En la introducción, Juan Pablo II explica el motivo de la encíclica: «Recordar algunas verdades fundamentales de la doctrina católica, que en el contexto actual corren el riesgo de ser deformadas o negadas». El peligro viene de tendencias influidas por «corrientes de pensamiento que terminan por erradicar la libertad humana de su relación esencial y constitutiva con la verdad».
De ahí se siguen varios errores: se niega la doctrina sobre la ley natural; se rechazan ciertas enseñanzas morales de la Iglesia; no se admite que el Magisterio pueda intervenir en materia moral con instrucciones vinculantes; se duda de que los Mandamientos sean válidos en toda circunstancia; se pone en tela de juicio el nexo entre fe y moral, como si sólo la primera definiera la pertenencia a la Iglesia, mientras que habría que dejar las cuestiones sobre la conducta al juicio de la conciencia individual.
Una moral alentadora
Antes de examinar pormenorizadamente estas cuestiones controvertidas, el Papa remite a los fundamentos bíblicos con una penetrante meditación sobre el diálogo entre Jesús y el joven rico (Mt 19, 16-22), que ocupa el capítulo primero de la encíclica. La pregunta «¿Qué he de hacer de bueno para conseguir la vida eterna?», subraya el Papa, no se refiere tanto a las reglas que hay que observar, cuanto a «la aspiración central de toda decisión y de toda acción humana». La pregunta es un eco de la llamada de Dios, Bien absoluto, que nos atrae hacia Sí.
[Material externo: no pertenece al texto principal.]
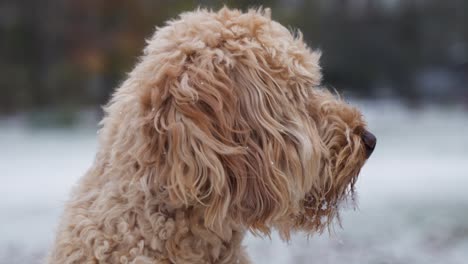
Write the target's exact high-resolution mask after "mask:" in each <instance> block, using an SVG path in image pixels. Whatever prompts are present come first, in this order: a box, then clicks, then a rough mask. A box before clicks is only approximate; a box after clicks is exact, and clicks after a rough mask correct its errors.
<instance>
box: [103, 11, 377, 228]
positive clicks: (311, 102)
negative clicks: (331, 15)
mask: <svg viewBox="0 0 468 264" xmlns="http://www.w3.org/2000/svg"><path fill="white" fill-rule="evenodd" d="M319 57H320V54H319V53H318V52H314V51H311V50H310V49H309V48H308V47H307V46H306V45H305V44H304V42H303V40H302V37H301V35H300V33H298V34H295V35H294V34H291V33H290V31H288V30H287V29H286V28H284V27H283V26H281V25H280V24H278V23H276V22H274V21H272V20H271V19H270V16H269V11H268V10H250V11H248V12H247V13H242V12H240V11H237V10H229V9H226V8H224V9H222V10H220V11H219V12H211V11H207V10H197V11H194V12H190V13H184V14H182V15H181V16H180V18H179V19H177V20H173V21H170V22H168V24H167V25H166V26H165V27H163V28H159V29H158V30H157V31H156V33H155V34H154V36H153V37H152V38H151V39H150V40H149V41H148V46H147V47H146V49H145V51H144V55H143V57H142V59H141V61H140V63H139V64H138V65H137V66H136V68H135V69H134V70H133V71H132V72H131V73H130V76H129V78H128V79H127V81H126V82H125V83H124V84H123V85H122V87H121V88H120V89H118V91H117V93H116V94H115V96H114V99H113V100H112V102H111V104H110V105H109V106H108V108H107V113H108V117H107V118H106V120H114V123H119V122H120V124H126V127H123V128H122V127H121V128H118V130H121V129H123V130H125V131H126V132H122V133H121V134H122V137H123V138H120V139H119V136H115V135H114V136H113V137H114V138H115V137H117V140H121V141H122V144H121V145H127V146H128V148H126V149H125V151H126V153H127V154H125V155H128V156H131V157H132V158H133V159H134V160H135V164H137V165H136V166H134V167H135V168H134V170H135V171H134V174H133V175H138V177H140V178H144V179H145V180H143V181H142V182H146V183H148V182H149V183H150V185H151V188H152V189H153V190H155V191H154V192H153V195H154V196H158V195H159V196H164V197H166V198H165V199H166V200H165V201H164V202H165V203H167V204H168V207H171V208H182V207H192V208H196V209H198V210H203V212H204V220H205V223H204V224H205V225H206V226H208V227H210V228H211V229H212V230H214V231H215V232H217V233H218V234H221V235H223V228H224V223H225V222H226V221H231V220H232V221H235V222H237V223H241V224H242V225H244V226H245V227H247V228H248V229H250V230H252V231H254V232H260V233H268V232H269V231H270V229H271V228H272V227H274V228H278V229H279V230H280V231H281V233H282V234H283V235H284V236H285V237H287V236H288V235H289V232H290V231H293V230H296V229H304V230H310V231H317V230H321V229H323V227H324V226H325V225H326V223H329V222H330V221H331V220H330V219H332V218H333V216H335V215H336V214H337V211H338V210H337V204H338V203H339V202H340V201H341V200H343V199H344V198H345V197H346V196H348V195H350V194H352V190H353V185H354V182H355V180H356V177H357V175H358V173H359V170H360V169H361V167H362V165H363V164H364V162H365V160H366V157H367V156H368V154H369V151H366V144H365V140H364V139H363V138H365V137H364V135H368V134H367V133H368V132H366V130H365V127H366V126H365V123H364V121H363V119H362V116H361V114H360V112H359V111H358V110H356V109H355V108H352V107H351V106H349V105H347V104H346V103H345V102H343V101H342V100H340V99H338V98H336V97H335V96H333V95H332V94H331V93H329V92H327V91H325V90H320V89H319V88H318V86H319V85H320V80H321V73H320V67H319ZM122 112H123V113H124V114H123V116H124V117H122ZM118 113H119V114H118ZM125 118H128V119H129V120H127V121H125V120H123V119H125ZM107 122H108V121H107ZM122 126H123V125H122ZM104 127H106V121H104ZM108 130H109V131H114V132H115V131H116V130H117V128H114V129H110V128H109V129H108ZM135 130H137V131H135ZM114 134H115V133H114ZM107 135H109V136H110V135H111V133H110V132H109V133H107ZM125 137H127V138H125ZM129 138H131V139H129ZM367 141H371V140H370V139H367ZM107 145H109V144H107ZM367 145H372V142H370V143H369V142H368V144H367ZM369 148H370V147H369V146H367V149H369ZM372 148H373V146H372ZM134 177H137V176H134ZM140 181H141V179H140ZM155 199H157V198H155ZM324 217H327V219H326V221H324V220H323V218H324Z"/></svg>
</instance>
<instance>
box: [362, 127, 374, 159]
mask: <svg viewBox="0 0 468 264" xmlns="http://www.w3.org/2000/svg"><path fill="white" fill-rule="evenodd" d="M361 137H362V141H363V142H364V145H365V146H366V154H367V157H368V158H369V157H370V155H371V154H372V152H373V151H374V149H375V145H376V144H377V138H376V137H375V136H374V134H372V133H371V132H369V131H367V130H365V131H364V133H362V136H361Z"/></svg>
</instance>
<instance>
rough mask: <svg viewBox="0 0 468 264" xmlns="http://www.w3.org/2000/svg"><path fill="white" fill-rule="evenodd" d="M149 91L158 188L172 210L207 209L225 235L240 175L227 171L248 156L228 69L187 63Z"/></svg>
mask: <svg viewBox="0 0 468 264" xmlns="http://www.w3.org/2000/svg"><path fill="white" fill-rule="evenodd" d="M163 67H164V66H163ZM161 70H162V71H164V70H165V69H161ZM154 86H156V87H154ZM145 93H146V95H145V96H143V97H142V98H143V108H144V109H146V112H147V118H146V120H147V122H146V123H147V125H146V126H145V128H144V130H145V133H144V134H145V136H146V138H147V139H148V142H150V144H151V147H150V149H151V153H152V156H153V157H158V158H157V160H156V164H155V172H154V173H155V176H156V177H155V179H154V181H155V184H156V185H157V186H158V188H159V189H163V190H164V192H167V195H168V197H169V203H170V204H171V205H172V206H175V207H181V206H186V207H190V206H193V207H204V208H205V209H206V214H205V225H207V226H210V227H211V228H212V229H213V230H216V231H220V232H221V230H223V220H225V218H226V217H227V216H228V211H229V209H230V205H231V197H232V194H231V188H232V186H231V184H232V182H230V180H229V179H230V178H231V177H235V176H234V175H233V173H234V172H233V171H232V170H229V169H226V168H227V167H229V166H234V165H235V164H234V163H232V160H234V159H235V158H233V157H239V156H242V155H243V154H245V152H246V151H245V149H244V148H243V147H242V146H240V145H239V144H238V142H237V139H236V138H235V134H236V133H235V132H234V127H235V122H236V105H237V102H236V96H235V95H234V91H233V87H232V83H231V82H230V79H229V77H228V75H227V73H226V70H225V67H223V66H222V65H219V64H215V63H207V64H205V65H203V64H201V65H200V64H199V65H194V64H188V63H187V64H185V65H184V66H183V67H181V68H180V69H178V70H177V74H173V75H166V76H165V77H164V78H161V80H159V81H158V83H157V84H156V85H153V86H152V87H149V89H146V92H145Z"/></svg>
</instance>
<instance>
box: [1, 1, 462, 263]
mask: <svg viewBox="0 0 468 264" xmlns="http://www.w3.org/2000/svg"><path fill="white" fill-rule="evenodd" d="M224 4H226V5H227V6H229V7H238V8H242V9H244V10H245V9H246V8H248V7H257V6H260V5H263V6H265V7H270V8H271V9H272V16H273V18H274V19H275V20H277V21H279V22H280V23H282V24H283V25H285V26H287V27H289V28H291V29H297V28H298V29H300V30H301V31H302V32H303V33H304V37H305V40H306V41H307V42H308V43H309V45H310V46H311V47H312V48H314V49H320V50H322V52H323V56H322V66H323V70H324V83H325V84H326V85H327V86H328V87H331V88H334V89H336V90H338V91H339V92H340V93H342V94H343V95H344V97H346V98H347V99H348V100H349V101H350V102H351V103H352V104H355V105H357V106H358V107H360V108H361V109H362V110H363V112H364V114H365V116H366V119H367V120H368V123H369V127H370V129H371V131H373V132H374V134H376V135H377V137H378V144H377V149H376V151H375V152H374V154H373V156H372V157H371V159H370V160H369V162H368V164H366V165H365V167H364V169H363V171H362V173H361V175H360V179H359V181H358V186H357V189H358V193H359V195H360V197H359V204H360V207H359V209H358V210H352V208H350V209H348V210H346V211H345V213H344V214H343V217H342V218H343V221H342V227H343V228H342V229H341V228H339V226H338V225H337V227H336V229H335V230H332V231H331V232H330V233H325V234H323V235H321V236H317V235H314V236H312V237H309V238H308V237H307V236H306V235H304V234H298V235H296V236H295V237H294V238H293V239H292V241H291V242H290V243H284V242H281V241H280V240H279V238H278V237H277V236H276V235H273V237H272V239H271V240H270V239H268V238H266V239H261V238H256V237H253V236H249V237H248V238H247V239H246V241H245V244H246V246H247V247H248V248H249V252H250V253H251V255H252V259H253V260H254V263H309V262H317V263H382V264H383V263H444V264H447V263H448V264H450V263H457V264H458V263H465V264H466V263H468V191H467V190H466V188H467V186H468V84H467V83H468V1H465V0H446V1H440V0H352V1H351V0H349V1H346V0H315V1H312V0H270V1H247V0H241V1H224V2H221V1H214V0H204V1H188V0H185V1H177V0H173V1H169V0H166V1H163V0H133V1H132V0H79V1H78V0H42V1H35V0H2V1H1V2H0V35H1V41H0V146H1V150H0V179H1V181H2V183H1V184H0V212H1V213H0V263H2V264H3V263H40V260H41V259H42V258H43V257H44V255H45V254H46V250H47V247H48V246H49V244H50V242H51V240H52V239H53V233H54V230H55V227H56V225H57V220H58V218H59V216H60V213H61V210H62V205H63V203H64V202H65V201H66V199H67V195H68V193H69V191H70V188H71V187H72V186H73V183H74V182H75V181H76V180H77V179H78V178H79V177H80V176H81V175H82V174H83V173H84V172H85V171H86V169H87V168H88V167H89V166H90V164H91V163H92V160H93V157H94V154H95V152H96V147H97V146H96V130H97V122H98V121H99V119H100V118H101V117H102V111H101V106H102V105H103V104H105V103H106V101H107V100H108V99H109V97H110V94H111V93H112V91H113V90H114V89H115V88H116V87H117V86H118V85H119V83H121V82H122V81H123V80H124V79H125V76H126V73H128V72H129V71H130V70H131V69H132V67H133V66H134V65H135V63H136V62H137V59H138V56H139V55H140V54H141V50H142V48H143V47H144V45H145V39H147V38H149V37H150V36H151V34H152V33H153V31H154V29H155V27H156V26H162V25H164V21H166V20H167V19H170V18H175V17H176V16H177V15H178V14H179V13H180V12H182V11H189V10H193V9H194V8H196V7H197V6H202V7H210V8H213V9H218V8H220V7H222V6H223V5H224Z"/></svg>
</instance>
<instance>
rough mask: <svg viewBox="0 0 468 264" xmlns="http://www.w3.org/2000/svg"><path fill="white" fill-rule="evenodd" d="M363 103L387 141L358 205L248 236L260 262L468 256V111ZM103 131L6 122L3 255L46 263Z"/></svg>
mask: <svg viewBox="0 0 468 264" xmlns="http://www.w3.org/2000/svg"><path fill="white" fill-rule="evenodd" d="M363 107H364V109H365V110H364V112H365V114H366V116H367V119H368V121H369V126H370V128H371V131H373V132H374V133H375V134H376V135H377V136H378V144H377V149H376V151H375V152H374V154H373V156H372V157H371V159H370V160H369V162H368V164H366V165H365V167H364V169H363V170H362V173H361V176H360V179H359V181H358V187H357V189H358V192H359V204H360V206H359V207H360V208H359V210H357V211H352V210H350V211H347V212H346V213H344V214H343V229H340V228H336V230H335V231H334V232H333V233H332V234H330V235H329V234H324V235H322V236H313V237H311V238H309V239H307V238H306V236H305V235H303V234H298V235H296V236H295V237H294V238H293V239H292V240H291V241H290V242H289V243H288V244H286V243H284V242H282V241H280V240H279V238H278V237H277V236H276V235H274V236H273V237H272V239H271V240H269V239H261V238H255V237H248V238H247V239H246V243H245V244H246V245H247V247H248V248H249V251H250V254H251V256H252V259H253V260H254V263H325V264H326V263H333V264H337V263H359V264H361V263H362V264H365V263H372V264H374V263H376V264H386V263H395V264H397V263H398V264H400V263H401V264H403V263H411V264H413V263H416V264H418V263H421V264H422V263H424V264H426V263H434V264H436V263H441V264H442V263H443V264H458V263H460V264H462V263H465V264H466V263H468V191H467V189H468V188H467V187H468V112H463V111H461V110H456V109H451V110H446V109H445V110H443V109H436V108H426V109H422V110H418V111H406V110H402V108H400V107H396V106H394V105H380V106H372V107H371V106H368V105H367V106H366V105H365V104H364V105H363ZM95 139H96V135H95V131H94V130H93V129H91V128H82V129H76V130H75V129H73V130H71V129H69V130H50V129H48V130H37V129H29V128H27V127H25V126H22V125H19V124H17V123H15V122H12V121H2V122H0V146H1V148H0V178H1V184H0V264H4V263H5V264H6V263H8V264H15V263H21V264H23V263H40V259H41V258H42V256H43V255H44V254H45V253H44V252H45V250H46V249H47V247H48V245H49V243H50V241H51V240H52V237H53V233H54V227H55V225H56V223H57V219H58V217H59V215H60V212H61V206H62V204H63V202H64V201H65V200H66V197H67V193H68V191H69V189H70V187H71V186H72V185H73V183H74V182H75V181H76V180H77V179H78V177H80V175H81V174H82V173H83V172H84V171H85V170H86V169H87V167H88V166H89V165H90V163H91V161H92V159H93V155H94V152H95V149H96V141H95Z"/></svg>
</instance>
De esta perspectiva se ha de partir para renovar la teología moral, como quiso el Concilio Vaticano II, «de manera que su exposición ponga de relieve la altísima vocación que los fieles han recibido en Cristo».
Juan Pablo II, así, presenta el fundamento de la moral cristiana en su horizonte amplio y atractivo, con una exposición que oxigena, lejos de todo legalismo o rigorismo, de visiones estrechas y casuísticas extenuantes. Al hilo del pasaje evangélico, muestra que la vida moral es el crecimiento del hombre en la libertad.
Las exigencias del amor
«La vida moral se presenta como la respuesta debida a las iniciativas gratuitas que el amor de Dios multiplica en favor del hombre -señala la encíclica-. Es una respuesta de amor». Por eso, «reconocer al Señor como Dios es el núcleo fundamental, el corazón de la Ley, del que derivan y al que se ordenan los preceptos particulares».
Los preceptos del Decálogo constituyen «la primera etapa necesaria en el camino hacia la libertad». No son imposiciones externas a la persona, pues «Jesús lleva a cumplimiento los mandamientos de Dios (…), interiorizando y radicalizando sus exigencias: el amor al prójimo brota de un corazón que ama y que, precisamente porque ama, está dispuesto a vivir las mayores exigencias». Tampoco son el término de la vida moral: «Los mandamientos no deben ser entendidos como un límite mínimo que no hay que sobrepasar, sino como una senda abierta para un camino moral y espiritual de perfección, cuyo impulso interior es el amor».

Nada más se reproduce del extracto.